Depuis le retour de Donald Trump à la présidence des États-Unis, la politique migratoire du pays s’est durcie, notamment envers les migrants originaires d’Afrique. En 2025, les autorités américaines ont multiplié les arrestations et accéléré les expulsions, suscitant inquiétudes et critiques sur la scène internationale.

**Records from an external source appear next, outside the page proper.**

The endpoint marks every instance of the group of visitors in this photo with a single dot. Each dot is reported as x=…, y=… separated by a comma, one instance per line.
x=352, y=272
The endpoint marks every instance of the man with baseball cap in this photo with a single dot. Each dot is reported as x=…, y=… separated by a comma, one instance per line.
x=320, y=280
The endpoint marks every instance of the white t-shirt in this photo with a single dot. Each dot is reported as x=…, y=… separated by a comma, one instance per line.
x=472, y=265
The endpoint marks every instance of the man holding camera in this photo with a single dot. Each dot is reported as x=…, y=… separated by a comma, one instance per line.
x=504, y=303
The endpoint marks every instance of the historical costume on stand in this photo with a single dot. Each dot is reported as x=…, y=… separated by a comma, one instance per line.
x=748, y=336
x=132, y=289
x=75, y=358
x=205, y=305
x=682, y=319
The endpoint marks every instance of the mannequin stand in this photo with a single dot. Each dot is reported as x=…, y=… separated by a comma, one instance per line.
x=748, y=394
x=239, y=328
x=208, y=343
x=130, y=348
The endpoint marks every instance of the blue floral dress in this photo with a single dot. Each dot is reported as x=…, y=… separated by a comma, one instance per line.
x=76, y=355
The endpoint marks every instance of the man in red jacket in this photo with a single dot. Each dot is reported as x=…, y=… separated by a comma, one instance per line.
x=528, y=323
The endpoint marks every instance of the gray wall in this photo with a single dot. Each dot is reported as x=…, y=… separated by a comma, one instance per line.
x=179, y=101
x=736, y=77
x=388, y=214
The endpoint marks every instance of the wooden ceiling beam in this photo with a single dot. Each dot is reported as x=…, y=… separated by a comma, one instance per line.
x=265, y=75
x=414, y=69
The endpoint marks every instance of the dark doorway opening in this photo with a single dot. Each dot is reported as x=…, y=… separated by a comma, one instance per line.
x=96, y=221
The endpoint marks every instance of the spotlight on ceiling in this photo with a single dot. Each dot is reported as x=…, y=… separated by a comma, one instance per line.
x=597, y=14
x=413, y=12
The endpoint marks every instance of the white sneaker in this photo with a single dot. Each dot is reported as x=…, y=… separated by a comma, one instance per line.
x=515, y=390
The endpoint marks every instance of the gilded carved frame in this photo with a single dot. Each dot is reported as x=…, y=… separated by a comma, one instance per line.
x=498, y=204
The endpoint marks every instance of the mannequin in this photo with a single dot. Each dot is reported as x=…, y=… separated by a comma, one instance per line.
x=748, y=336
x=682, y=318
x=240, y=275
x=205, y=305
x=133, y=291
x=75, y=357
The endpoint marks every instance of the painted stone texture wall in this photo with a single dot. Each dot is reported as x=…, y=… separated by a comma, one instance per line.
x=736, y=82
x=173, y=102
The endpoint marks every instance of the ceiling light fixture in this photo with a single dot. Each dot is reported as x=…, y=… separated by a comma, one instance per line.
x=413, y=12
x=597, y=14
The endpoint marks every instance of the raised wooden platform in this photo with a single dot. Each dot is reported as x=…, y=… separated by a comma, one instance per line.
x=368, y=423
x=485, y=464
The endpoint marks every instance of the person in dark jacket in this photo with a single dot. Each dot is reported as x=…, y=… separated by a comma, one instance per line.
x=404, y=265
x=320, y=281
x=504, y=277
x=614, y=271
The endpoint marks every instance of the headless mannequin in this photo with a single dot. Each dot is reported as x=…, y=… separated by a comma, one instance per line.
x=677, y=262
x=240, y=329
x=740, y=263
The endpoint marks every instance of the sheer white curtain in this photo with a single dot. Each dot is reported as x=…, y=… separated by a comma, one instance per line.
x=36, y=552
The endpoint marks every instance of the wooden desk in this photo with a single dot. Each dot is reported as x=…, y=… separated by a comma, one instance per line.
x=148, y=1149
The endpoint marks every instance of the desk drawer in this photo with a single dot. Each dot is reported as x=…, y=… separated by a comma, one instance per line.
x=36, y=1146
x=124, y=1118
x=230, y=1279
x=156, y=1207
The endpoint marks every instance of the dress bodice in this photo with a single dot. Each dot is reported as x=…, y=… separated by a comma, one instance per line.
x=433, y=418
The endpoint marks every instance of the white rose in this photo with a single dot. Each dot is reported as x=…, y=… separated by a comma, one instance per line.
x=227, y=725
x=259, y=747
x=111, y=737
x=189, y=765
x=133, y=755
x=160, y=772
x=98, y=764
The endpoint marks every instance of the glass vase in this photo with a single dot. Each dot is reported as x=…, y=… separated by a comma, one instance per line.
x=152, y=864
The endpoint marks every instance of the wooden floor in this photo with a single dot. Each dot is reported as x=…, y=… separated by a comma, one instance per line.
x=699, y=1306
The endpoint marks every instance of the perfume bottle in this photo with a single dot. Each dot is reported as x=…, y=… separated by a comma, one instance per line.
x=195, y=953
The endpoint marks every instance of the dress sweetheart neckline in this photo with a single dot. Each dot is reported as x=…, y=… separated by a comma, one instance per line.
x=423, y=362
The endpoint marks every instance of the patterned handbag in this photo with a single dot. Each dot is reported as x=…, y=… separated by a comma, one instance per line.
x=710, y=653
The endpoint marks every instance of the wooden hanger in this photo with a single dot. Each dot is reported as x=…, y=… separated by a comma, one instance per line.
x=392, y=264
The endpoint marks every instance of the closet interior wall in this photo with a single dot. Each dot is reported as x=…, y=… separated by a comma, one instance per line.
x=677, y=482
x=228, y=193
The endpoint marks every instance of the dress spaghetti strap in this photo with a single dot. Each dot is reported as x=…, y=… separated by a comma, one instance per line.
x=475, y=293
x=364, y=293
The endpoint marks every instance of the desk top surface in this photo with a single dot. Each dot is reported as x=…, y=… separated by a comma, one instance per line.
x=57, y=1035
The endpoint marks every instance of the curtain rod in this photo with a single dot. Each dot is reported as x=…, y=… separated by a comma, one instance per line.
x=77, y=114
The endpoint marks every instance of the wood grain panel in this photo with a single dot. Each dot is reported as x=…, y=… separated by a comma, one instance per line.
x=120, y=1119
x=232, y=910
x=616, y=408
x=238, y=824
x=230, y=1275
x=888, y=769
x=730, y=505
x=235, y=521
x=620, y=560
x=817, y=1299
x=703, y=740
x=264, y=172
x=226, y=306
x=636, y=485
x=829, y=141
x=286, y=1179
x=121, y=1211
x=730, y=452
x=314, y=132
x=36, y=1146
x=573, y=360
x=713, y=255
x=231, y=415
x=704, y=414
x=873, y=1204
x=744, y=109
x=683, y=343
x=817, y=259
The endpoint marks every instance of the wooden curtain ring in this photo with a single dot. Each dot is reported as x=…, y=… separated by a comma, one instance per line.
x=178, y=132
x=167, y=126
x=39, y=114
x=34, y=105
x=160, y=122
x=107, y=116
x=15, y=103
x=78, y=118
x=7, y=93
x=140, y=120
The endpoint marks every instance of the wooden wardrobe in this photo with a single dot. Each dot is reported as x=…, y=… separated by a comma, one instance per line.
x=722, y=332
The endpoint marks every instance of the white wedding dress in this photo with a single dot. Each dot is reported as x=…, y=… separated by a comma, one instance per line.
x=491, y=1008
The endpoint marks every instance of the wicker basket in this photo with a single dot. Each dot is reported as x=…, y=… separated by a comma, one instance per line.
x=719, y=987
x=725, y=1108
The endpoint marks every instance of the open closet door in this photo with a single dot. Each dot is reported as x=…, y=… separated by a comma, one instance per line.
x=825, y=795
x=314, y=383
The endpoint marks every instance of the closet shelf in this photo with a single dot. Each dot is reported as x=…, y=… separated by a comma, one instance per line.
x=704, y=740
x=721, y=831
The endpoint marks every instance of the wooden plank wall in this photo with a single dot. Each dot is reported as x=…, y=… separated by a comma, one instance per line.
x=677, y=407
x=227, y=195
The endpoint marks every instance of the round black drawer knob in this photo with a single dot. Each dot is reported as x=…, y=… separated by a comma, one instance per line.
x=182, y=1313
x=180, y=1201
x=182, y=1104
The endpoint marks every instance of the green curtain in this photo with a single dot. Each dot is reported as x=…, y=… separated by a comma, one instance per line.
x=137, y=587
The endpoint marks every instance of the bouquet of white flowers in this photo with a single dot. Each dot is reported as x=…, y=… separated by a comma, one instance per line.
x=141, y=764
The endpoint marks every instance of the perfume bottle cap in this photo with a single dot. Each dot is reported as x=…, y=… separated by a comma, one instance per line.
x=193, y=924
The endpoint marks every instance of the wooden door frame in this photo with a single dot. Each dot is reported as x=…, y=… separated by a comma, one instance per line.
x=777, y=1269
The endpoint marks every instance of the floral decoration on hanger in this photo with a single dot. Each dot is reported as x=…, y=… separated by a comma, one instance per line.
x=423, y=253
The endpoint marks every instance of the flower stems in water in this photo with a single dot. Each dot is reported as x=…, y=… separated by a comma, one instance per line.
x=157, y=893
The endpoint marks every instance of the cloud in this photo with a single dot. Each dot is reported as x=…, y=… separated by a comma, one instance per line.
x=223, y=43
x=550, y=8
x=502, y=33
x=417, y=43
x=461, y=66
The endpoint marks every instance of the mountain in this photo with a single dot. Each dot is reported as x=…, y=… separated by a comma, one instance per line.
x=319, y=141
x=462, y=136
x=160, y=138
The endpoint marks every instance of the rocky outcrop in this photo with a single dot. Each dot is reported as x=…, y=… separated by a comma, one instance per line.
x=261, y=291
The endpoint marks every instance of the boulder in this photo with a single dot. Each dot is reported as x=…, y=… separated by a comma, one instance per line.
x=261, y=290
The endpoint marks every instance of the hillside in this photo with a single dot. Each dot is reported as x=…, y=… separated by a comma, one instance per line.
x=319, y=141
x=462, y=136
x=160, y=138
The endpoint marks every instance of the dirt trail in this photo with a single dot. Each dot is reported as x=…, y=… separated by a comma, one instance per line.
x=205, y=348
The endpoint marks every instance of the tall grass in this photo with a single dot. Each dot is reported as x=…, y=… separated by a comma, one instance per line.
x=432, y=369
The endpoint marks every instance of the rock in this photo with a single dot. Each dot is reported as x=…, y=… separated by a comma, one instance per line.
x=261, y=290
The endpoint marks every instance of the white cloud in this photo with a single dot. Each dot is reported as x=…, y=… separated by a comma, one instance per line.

Une augmentation sans précédent des arrestations d’Africains
Selon les données publiées par l’Immigration and Customs Enforcement (ICE), plus de 12 000 migrants africains ont été arrêtés entre janvier et juin 2025, soit une hausse de près de 40 % par rapport à 2024. Ces opérations visent en priorité les grandes métropoles comme New York, Los Angeles ou Miami, où les communautés africaines sont nombreuses.
Ces arrestations interviennent dans un contexte d’intensification des contrôles et d’opérations ciblées, souvent menées par des unités spéciales de l’ICE, qui n’hésitent pas à employer des méthodes musclées, notamment lors de raids dans les quartiers à forte concentration de migrants.
Des procédures d’expulsion accélérées et controversées
En parallèle, les expulsions ont connu un rythme inédit. Pour limiter les délais, l’administration américaine a mis en place des procédures accélérées, réduisant les possibilités pour les migrants de contester leur expulsion.
Certaines expulsions se font même via des vols militaires affrétés vers des pays d’Afrique, dont l’Eswatini ou le Soudan du Sud. Ces vols rassemblent des groupes hétérogènes de migrants, parfois originaires de plusieurs régions du monde, mais avec une forte présence africaine.
Une politique migratoire sous pression internationale
Cette politique restrictive fait l’objet de critiques de la part des organisations de défense des droits humains et des gouvernements africains, qui dénoncent un chantage migratoire et un traitement déshumanisant des migrants.
Des appels sont lancés pour que les États-Unis adoptent une approche plus respectueuse des droits fondamentaux, tout en engageant un dialogue constructif avec les pays d’origine sur les causes profondes des migrations.
Vers une réforme ou une aggravation ?
Alors que la pression politique aux États-Unis reste forte en faveur d’une ligne dure, certains experts anticipent que la situation pourrait encore s’aggraver dans les prochains mois, avec un accroissement des expulsions et une surveillance renforcée des populations migrantes.
Cependant, la mobilisation des ONG et la sensibilité croissante à la question migratoire pourraient, à terme, peser sur les décisions gouvernementales et ouvrir la voie à des mesures plus équilibrées.